What: A 41-minute Ads Decoded episode recorded backstage at Google Marketing Live 2026, covering the technical rationale behind the event's major announcements - including why AI Max and Performance Max are now required for new AI Mode ad formats, how the AI Brief provides brand control within automated creative generation, how 1-Click Creative Testing works in Asset Studio, and how Qualified Future Conversions and Attributed Branded Searches function as always-on measurement signals.
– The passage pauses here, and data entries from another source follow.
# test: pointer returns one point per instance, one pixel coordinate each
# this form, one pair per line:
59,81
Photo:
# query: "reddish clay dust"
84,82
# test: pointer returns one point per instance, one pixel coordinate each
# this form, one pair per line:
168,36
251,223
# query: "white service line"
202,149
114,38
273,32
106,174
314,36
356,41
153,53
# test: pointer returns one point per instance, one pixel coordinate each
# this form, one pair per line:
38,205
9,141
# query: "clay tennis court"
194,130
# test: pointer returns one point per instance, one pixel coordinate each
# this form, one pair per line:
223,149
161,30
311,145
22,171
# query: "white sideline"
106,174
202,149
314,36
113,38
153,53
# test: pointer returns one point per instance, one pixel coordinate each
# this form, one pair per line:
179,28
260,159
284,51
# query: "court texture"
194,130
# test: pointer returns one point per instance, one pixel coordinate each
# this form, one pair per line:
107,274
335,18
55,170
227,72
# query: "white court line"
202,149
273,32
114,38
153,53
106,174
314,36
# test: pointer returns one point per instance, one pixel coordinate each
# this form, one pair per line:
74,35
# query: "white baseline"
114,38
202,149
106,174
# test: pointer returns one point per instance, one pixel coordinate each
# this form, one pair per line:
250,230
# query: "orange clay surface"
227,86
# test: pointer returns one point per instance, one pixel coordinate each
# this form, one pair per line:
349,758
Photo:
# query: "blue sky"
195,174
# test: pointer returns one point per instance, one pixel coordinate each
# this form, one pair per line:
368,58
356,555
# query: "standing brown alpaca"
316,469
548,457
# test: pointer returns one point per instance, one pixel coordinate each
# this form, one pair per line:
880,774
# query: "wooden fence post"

When: The episode was published on May 28, 2026, three days after Google Marketing Live 2026, which took place on May 20, 2026.
Where: Recorded at Google's Bay View campus in Mountain View, California, and published on the Google Ads YouTube channel at https://www.youtube.com/watch?v=EtGd3DpI5uA
Why: The episode provides additional technical depth on announcements that the two-hour keynote covered at a higher level, addressing practitioner-level questions about why the new ad formats require specific campaign types, how measurement metrics like Attributed Branded Searches differ from existing tools, and what the shift away from keyword-centric campaign management means for advertiser workflows.